The electric vehicle revolution is steadily increasing demand for lithium-ion batteries, and nickel is a key component of these batteries. In an environment of growing battery demand, the demand for Class 1 nickel will grow proportionately.
This increase in demand will occur as the world’s large nickel deposits are steadily depleting, creating a supply gap for both types of nickel, but particularly for Class 1 nickel. Sid Rajeev, analyst at Fundamental Research, notes, “A lot of people don’t understand that only 50 per cent of the nickel supply is suitable for batteries.”
“In the next year or two years, you’re going to see some exciting times in the nickel market — it’s simple supply and demand.” — Mark Jarvis, President & CEO, Giga Metals
Giga Metals Offers Exposure to Class 1 Nickel and Cobalt
Thanks to the large deposit of sulphide-hosted nickel and cobalt at its Turnagain project in northern British Columbia, Giga Metals Corporation (TSX.V: GIGA) is positioned to be a player in not one, but two key battery metals. Turnagain’s Horsetail deposit contains 4.1 billion pounds of nickel and 253 million pounds of cobalt in the measured and indicated categories, and 4.3 billion pounds of nickel and 280 million pounds of cobalt in the inferred category.
That all this metal is sulphide-hosted makes for relatively simple metallurgy to convert those resources into a concentrate containing 18% nickel and 1% cobalt that can be readily converted into a Class 1 nickel product suitable for battery manufacture. Giga Metals’ President and CEO Mark Jarvis anticipates a robust environment for Turnagain’s metals, commenting, “In the next year or two years, you’re going to see some exciting times in the nickel market — it’s simple supply and demand.”
A Big Endorsement from Cobalt 27
Giga Metals recently got a big boost to its plans for Turnagain, courtesy of a deal for a 2 per cent net smelter royalty on future production.
A subsidiary of Cobalt 27, which is positioning itself as a cobalt royalty and streaming company, paid $1 million in cash and issued 1.125 million shares of the company to Giga. Given the deemed price of Cobalt 27’s share at the time of the transaction in July, the deal was worth more than $10 million, although Cobalt 27’s shares have fallen back a bit since then.
According to Jarvis, the deal gives Giga “enough capital to advance Turnagain to the prefeasibility phase by third quarter of 2019.” The goal is to have the project “shovel-ready” by 2021.
Giga recently completed a 10,800 metre drill program at Turnagain. The program has three goals: convert inferred resources, within the proposed open pit, into the measured and indicated categories; collect material for additional metallurgical testing; and conduct some exploration drilling. Results of the program are expected in November.
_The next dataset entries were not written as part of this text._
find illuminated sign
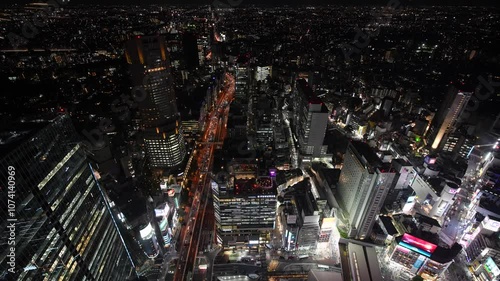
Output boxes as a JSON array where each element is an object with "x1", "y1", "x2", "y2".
[
  {"x1": 155, "y1": 204, "x2": 170, "y2": 217},
  {"x1": 413, "y1": 256, "x2": 425, "y2": 269},
  {"x1": 401, "y1": 233, "x2": 437, "y2": 254},
  {"x1": 139, "y1": 223, "x2": 154, "y2": 239},
  {"x1": 159, "y1": 217, "x2": 168, "y2": 231},
  {"x1": 484, "y1": 257, "x2": 500, "y2": 278},
  {"x1": 269, "y1": 168, "x2": 277, "y2": 177},
  {"x1": 397, "y1": 245, "x2": 410, "y2": 254},
  {"x1": 425, "y1": 155, "x2": 437, "y2": 165},
  {"x1": 399, "y1": 241, "x2": 431, "y2": 257},
  {"x1": 167, "y1": 189, "x2": 176, "y2": 197}
]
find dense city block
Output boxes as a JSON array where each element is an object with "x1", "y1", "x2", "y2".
[{"x1": 0, "y1": 2, "x2": 499, "y2": 281}]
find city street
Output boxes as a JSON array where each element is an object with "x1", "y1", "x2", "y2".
[
  {"x1": 171, "y1": 72, "x2": 235, "y2": 281},
  {"x1": 442, "y1": 196, "x2": 467, "y2": 242}
]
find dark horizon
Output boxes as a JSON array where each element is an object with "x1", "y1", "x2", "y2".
[{"x1": 1, "y1": 0, "x2": 499, "y2": 7}]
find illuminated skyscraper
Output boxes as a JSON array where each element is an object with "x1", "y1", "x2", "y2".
[
  {"x1": 0, "y1": 115, "x2": 136, "y2": 280},
  {"x1": 293, "y1": 79, "x2": 329, "y2": 162},
  {"x1": 211, "y1": 176, "x2": 277, "y2": 250},
  {"x1": 125, "y1": 35, "x2": 186, "y2": 168},
  {"x1": 428, "y1": 86, "x2": 472, "y2": 150},
  {"x1": 337, "y1": 141, "x2": 396, "y2": 240}
]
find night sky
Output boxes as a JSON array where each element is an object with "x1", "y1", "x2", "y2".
[{"x1": 2, "y1": 0, "x2": 499, "y2": 6}]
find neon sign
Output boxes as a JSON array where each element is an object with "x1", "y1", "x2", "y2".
[
  {"x1": 484, "y1": 257, "x2": 500, "y2": 278},
  {"x1": 401, "y1": 233, "x2": 437, "y2": 254},
  {"x1": 399, "y1": 241, "x2": 431, "y2": 257}
]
A 2011 preliminary economic assessment projects an after-tax net present value, discounted at 8 per cent, of US$724 million for Turnagain with a 27.2-year mine life. The capital expenditure required to build the mine is large, at US$1.36 billion, and that is typical of a project this size.
Jarvis says that Giga is actively seeking ways to make the project’s economics work with a smaller start-up and footprint. The resource includes two higher-grade starter pits that can be mined selectively to process higher grade material earlier in the mine’s life.
He adds, “Our goal is to model the smallest possible start-up that makes economic sense, so we can minimize up front capital risk. When you start smaller, economies of scale are working against you, but we’re looking at levers to improve the economics. With a strip ratio very close to zero in the early years, we think we can be more selective in our mining by putting higher grade, higher recovery material through the mill and stockpiling lower-grade material”
In addition to looking for ways to make a smaller mine pencil out, the company is also putting feelers out for end users beyond the traditional smelters that would buy Turnagain’s nickel-cobalt concentrate. Jarvis thinks it is possible that firms making nickel sulfate and cobalt sulfate for batteries will want to buy the concentrate directly, perhaps at a premium.
With nickel warehouse stocks in steady decline in recent years, and cobalt trading above its historical averages, Giga’s (TSXV: GIGA) Turnagain deposit puts it in position to provide leverage on battery-demand driven higher prices for Class 1 nickel and cobalt.